Bruker timsTOF Support

[xLinkKnight]

Curious to know if timsTOF support might be added to xiSEARCH. The inclusion of the ion mobility dimension might benefit some of the crosslink experiments we are currently performing.

As it is now, xiSEARCH seems to work with Bruker files which are converted to the MGF format using MSConvert. MGFs created using the supplied script in the Bruker DataAnalysis program fail to process in xiSEARCH.

May I also ask if the following would be the correct entry for the CDI crosslinker? I'm pretty sure the inclusion of the LINEARMODIFICATIONS should be removed.
CDI=crosslinker:SymetricSingleAminoAcidRestrictedCrossLinker:Name:CDI;MASS:25.979265;LINKEDAMINOACIDS:K(0),S(0),T(0),Y(0),nterm(0);LINEARMODIFICATIONS:NH2,17.026549105,OH,18.0105647,loop,0;STUBS:Urea,25.979265,Free,0.00

Is it possible to create an enzyme entry for Trypsin/Asp-N(D)? More specifically, can the ConstrainingAminoAcids term be assigned to one but not both enzymes?

Thank you. We would be happy to help if it's of interest.

[lutzfischer]

We used timsTOF data with xiSEARCH before. Can you post the error log? - Or maybe the an example file (could be e.g. just the first two scans of the generated MGF).

Not a chemist and not used CDI before, so take this with a grain of salt, but I think the mass is wrong (was looking it up here: https://www.covachem.com/cdi-carbonyldiimidazole-530-62-1.html). If that is the right crosslinker then I think it should rather have a mass of -17.002739665 (losing one oxigen from D or E and losing one hydrogen from K) as the mass given here is the difference between two peptides on their own and the two peptides linked by the crosslinker.
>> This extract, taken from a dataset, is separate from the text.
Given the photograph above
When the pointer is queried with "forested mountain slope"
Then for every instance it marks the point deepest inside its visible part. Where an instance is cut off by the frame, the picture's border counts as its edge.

To my understanding the definition should look something like this:

crosslinker:AsymetricSingleAminoAcidRestrictedCrossLinker:Name:CDI;MASS:-17.002739665;FIRSTLINKEDAMINOACIDS:D,E;SECONDLINKEDAMINOACIDS:K,S,Y,T,nterm;STUBS:Urea,25.979265,Free,0.00

I am not sure about crosslinker modifications - you probably need to talk to an chemist about that.
About the double digest - xi actually has an inbuild mechanism to model that

digestion:MultiStepDigest:consecutive|S|PostAAConstrainedDigestion:DIGESTED:R,K;ConstrainingAminoAcids:P;NAME=Trypsin;MISSEDCLEAVAGES:2|S|PostAAConstrainedDigestion:DIGESTED:D;ConstrainingAminoAcids:;NAME:ASP-N(D);MISSEDCLEAVAGES:2

instead of consecutive you can also use full or independent

• full : every enzyme digests the protein plus the peptides of previous enzymes
• consecutive: every enzyme only digests the peptides of the previous enzyme
• independent: every enzyme only digests the original sequences

defining the MISSEDCLEAVAGES for each enzyme is optional - if all use the same number of missed cleacages then you can just use the global setting.

[xLinkKnight]

Thank you for the thorough explanation. I greatly appreciate the flexibility designed into the program to handle various digestion conditions and crosslinkers.

I was actually following the CDI reaction mechanism which generates a urea (NH2-HN2) or carbamate (NH2-OH) product.
(https://onlinelibrary.wiley.com/doi/full/10.1002/anie.201708273)
The reaction of CDI with an amine and hydroxyl group will generate a characteristic 26-u doublet when fragmented. Please let me know if my interpretation is incorrect.

I've attached the sample MGF files from MSConvert (works with xiSEARCH) and the Bruker script generated MGF (fails).
Sample_MGF_BrukerConverted.txt
Sample_MGF_MSConvertConverted.txt
This might be a moot issue as xiSEARCH can still process timsTOF data. Just wish for an easier way to access the IM information within the xlink results.

[MNTsnowman]

Hi xLinkKnight

I'm not sure if you ave solved the issue or not. However, I have data from a timsTOF as well. I use proteowizard to convert the *.d files into *.mgf files. Make sure to tick the "Combine ion mobility scans" and it should work, atleast it does for me. Also, if you want smaller files you could only allow for top 200 most abundant peaks in the output, but that's optional.